Hey
so after a while I need some input too now for my game engine. I want to implement a job system using task parallelism and work stealing to achieve an arbitary share of work over all system cores. My system uses a lock free Queue to store each task at a specific worker (that may or may not be on a specific CPU core). When a task is pushed to the system, it is added to calling threads queue and the job system alsow tries to wake up the owner or an additional thread if possible. A task is dequeued from the queues owner and executed if successfull, otherwise the worker looks at a random task and tries to get work from that. The worker is going to sleep if all of the above fails to adjust the workload of the engine in the running system.
So now I have the atomic queue that works well for now but I want to implement some kind of job stealing to it where I'm not quite sure how to access the queue from another thread. Using dequeue works as expected and investigating my 12 worker (have hexa core CPU) at least one has the test task as element of its queue but N of them may have had it already so this seems ok to me.

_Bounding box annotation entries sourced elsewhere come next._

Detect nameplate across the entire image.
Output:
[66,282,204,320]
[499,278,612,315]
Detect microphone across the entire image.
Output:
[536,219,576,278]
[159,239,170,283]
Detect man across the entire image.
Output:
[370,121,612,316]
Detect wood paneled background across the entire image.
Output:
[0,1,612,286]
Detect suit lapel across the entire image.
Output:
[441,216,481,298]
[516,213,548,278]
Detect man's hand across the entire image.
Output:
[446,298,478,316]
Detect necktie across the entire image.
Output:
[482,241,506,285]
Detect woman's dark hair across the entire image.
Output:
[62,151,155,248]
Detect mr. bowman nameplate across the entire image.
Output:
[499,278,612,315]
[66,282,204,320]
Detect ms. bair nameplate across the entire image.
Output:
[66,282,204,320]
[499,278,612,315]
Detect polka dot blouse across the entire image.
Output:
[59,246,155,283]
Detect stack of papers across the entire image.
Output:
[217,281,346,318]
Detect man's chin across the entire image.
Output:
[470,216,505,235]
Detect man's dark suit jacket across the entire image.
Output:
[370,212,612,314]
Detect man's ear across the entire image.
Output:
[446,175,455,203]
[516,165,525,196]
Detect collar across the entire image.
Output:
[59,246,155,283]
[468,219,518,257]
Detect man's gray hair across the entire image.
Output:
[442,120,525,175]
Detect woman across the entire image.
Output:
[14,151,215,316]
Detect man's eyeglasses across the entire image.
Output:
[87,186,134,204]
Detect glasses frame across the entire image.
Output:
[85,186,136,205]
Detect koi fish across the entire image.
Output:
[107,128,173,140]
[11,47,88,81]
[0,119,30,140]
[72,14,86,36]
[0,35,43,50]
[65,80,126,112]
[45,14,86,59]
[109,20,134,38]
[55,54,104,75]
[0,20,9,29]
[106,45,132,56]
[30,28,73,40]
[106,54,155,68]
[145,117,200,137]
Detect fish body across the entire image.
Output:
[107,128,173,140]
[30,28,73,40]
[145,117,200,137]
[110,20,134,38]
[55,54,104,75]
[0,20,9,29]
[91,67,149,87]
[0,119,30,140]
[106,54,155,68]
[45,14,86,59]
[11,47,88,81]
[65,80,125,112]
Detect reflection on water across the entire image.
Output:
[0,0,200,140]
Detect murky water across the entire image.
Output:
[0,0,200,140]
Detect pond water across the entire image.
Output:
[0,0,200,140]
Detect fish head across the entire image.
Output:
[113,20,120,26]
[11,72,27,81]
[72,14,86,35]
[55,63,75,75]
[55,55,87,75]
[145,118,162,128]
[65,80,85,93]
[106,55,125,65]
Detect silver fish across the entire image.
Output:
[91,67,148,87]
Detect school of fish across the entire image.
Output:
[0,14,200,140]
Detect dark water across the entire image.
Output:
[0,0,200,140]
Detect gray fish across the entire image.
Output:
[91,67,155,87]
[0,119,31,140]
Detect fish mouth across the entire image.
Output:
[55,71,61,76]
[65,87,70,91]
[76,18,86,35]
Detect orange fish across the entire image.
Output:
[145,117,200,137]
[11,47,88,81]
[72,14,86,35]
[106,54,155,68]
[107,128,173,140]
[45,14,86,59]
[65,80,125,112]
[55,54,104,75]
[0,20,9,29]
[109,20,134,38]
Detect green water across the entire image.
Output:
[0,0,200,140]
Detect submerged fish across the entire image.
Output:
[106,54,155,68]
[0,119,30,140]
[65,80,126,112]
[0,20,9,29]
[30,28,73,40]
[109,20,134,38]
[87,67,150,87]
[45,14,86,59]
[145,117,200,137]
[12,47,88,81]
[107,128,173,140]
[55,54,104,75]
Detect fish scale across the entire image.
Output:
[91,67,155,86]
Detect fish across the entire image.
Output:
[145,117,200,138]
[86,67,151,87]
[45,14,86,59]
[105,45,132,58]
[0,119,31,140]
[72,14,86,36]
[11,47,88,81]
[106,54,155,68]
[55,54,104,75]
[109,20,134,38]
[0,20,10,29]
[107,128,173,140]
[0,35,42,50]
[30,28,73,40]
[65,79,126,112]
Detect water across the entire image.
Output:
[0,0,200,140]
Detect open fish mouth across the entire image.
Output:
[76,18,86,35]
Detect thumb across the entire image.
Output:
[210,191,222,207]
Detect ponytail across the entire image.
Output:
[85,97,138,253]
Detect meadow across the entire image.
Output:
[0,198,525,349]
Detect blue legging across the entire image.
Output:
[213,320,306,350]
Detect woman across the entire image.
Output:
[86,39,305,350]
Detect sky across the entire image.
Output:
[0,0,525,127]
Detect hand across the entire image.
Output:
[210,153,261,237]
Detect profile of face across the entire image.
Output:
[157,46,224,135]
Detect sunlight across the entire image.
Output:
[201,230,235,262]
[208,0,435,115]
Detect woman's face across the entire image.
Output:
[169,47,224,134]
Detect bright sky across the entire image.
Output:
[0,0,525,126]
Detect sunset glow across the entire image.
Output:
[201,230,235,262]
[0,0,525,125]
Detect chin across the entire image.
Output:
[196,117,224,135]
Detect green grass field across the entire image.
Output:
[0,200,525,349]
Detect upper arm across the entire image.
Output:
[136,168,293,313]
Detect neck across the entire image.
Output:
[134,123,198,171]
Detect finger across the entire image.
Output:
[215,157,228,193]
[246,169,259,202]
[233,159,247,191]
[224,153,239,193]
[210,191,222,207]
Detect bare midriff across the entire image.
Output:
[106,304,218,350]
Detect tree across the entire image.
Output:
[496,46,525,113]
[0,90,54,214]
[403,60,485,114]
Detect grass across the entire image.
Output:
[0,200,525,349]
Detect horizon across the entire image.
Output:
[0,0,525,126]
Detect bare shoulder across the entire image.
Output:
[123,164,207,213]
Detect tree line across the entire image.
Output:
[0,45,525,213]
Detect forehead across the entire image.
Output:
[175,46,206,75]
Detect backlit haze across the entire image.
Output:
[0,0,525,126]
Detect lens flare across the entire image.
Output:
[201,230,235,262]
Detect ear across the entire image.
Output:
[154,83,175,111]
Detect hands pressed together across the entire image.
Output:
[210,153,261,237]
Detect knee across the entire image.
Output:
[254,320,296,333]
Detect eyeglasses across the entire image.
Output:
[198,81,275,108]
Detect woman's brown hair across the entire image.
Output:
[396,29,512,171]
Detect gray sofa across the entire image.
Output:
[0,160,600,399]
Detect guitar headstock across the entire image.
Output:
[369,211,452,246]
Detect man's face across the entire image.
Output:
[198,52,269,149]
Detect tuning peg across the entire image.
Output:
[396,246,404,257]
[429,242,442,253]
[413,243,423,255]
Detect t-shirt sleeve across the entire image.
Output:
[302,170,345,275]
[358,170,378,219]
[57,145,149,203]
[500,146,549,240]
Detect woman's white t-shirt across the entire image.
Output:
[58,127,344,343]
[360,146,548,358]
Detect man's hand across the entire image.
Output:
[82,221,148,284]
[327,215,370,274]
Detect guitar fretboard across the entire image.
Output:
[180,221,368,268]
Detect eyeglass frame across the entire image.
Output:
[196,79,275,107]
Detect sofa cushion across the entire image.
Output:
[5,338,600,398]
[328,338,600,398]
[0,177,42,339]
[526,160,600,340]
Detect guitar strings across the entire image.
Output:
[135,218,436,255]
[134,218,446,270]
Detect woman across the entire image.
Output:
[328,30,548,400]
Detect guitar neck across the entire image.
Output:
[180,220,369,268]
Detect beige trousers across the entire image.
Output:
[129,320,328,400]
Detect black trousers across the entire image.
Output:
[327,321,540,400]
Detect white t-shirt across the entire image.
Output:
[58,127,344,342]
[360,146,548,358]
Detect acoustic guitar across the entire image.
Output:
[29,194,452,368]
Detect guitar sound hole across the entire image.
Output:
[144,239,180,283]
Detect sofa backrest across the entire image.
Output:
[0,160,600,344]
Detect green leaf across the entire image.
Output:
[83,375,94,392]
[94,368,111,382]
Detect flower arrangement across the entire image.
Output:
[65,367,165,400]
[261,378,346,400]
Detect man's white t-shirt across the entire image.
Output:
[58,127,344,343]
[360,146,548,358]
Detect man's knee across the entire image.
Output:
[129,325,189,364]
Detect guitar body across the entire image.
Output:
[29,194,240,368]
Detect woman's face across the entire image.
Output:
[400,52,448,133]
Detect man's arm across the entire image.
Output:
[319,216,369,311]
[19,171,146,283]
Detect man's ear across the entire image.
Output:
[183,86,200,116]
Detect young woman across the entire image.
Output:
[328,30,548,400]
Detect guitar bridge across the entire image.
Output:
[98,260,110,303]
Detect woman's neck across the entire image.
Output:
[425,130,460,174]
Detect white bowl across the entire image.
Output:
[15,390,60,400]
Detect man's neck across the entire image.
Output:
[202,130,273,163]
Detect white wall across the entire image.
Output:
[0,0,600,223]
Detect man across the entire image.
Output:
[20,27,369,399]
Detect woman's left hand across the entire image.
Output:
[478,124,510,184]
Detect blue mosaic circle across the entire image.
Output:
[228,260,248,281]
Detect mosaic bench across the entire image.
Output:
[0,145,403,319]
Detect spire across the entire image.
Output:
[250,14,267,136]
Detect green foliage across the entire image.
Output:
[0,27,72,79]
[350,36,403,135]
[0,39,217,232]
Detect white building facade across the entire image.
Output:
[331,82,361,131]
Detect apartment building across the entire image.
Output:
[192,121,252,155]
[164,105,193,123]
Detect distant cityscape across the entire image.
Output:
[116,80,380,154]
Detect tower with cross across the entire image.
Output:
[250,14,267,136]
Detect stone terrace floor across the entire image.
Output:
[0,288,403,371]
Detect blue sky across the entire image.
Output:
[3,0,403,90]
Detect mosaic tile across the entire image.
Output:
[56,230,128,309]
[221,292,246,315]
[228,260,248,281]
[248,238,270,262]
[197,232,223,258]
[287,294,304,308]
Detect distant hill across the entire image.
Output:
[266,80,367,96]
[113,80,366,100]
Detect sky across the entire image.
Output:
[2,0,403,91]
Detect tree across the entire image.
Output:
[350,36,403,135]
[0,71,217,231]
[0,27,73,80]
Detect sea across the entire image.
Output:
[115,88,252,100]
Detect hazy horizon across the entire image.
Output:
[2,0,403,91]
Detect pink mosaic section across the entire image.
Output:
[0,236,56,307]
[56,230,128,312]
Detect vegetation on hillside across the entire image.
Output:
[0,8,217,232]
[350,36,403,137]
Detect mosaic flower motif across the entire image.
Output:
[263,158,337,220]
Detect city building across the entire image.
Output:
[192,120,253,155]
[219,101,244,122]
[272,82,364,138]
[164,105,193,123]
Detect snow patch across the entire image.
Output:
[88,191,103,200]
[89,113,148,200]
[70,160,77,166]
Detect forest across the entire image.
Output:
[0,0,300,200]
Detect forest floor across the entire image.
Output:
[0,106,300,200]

My general question is how is job stealing implemented on the queue side; should exist an other function in the queue that lets another thread steel a task or is a simple dequeue right ok for it? Or is the real work done at the managing side that handles the worker sharing to each other and of course the art of the state?
The background is that I saw some implementation where the queue was more kind of a stac for the owning thread so push and pop was handled at the owner side and dequeue on the thieves side. I saw a few problems in that implementation where running continious tasks like the messaging system would always be on top of the list and always run on certain worker when there would be other continious tasks could stuck the whole job system by continious tasks running on each worker and so never ever getting other tasks to run even if they could be stolen. So I decided to go for a traditional queue that would garantuee that each task regardless if continious or not would get its runtime.
And yes, I'm not using std::atomic nor anything else from the C++11 toolbox rather than a platform wrapper to some interloked/__sync_XX functions so dont advise any C++11 related gimmicks here please
Thanks in advanced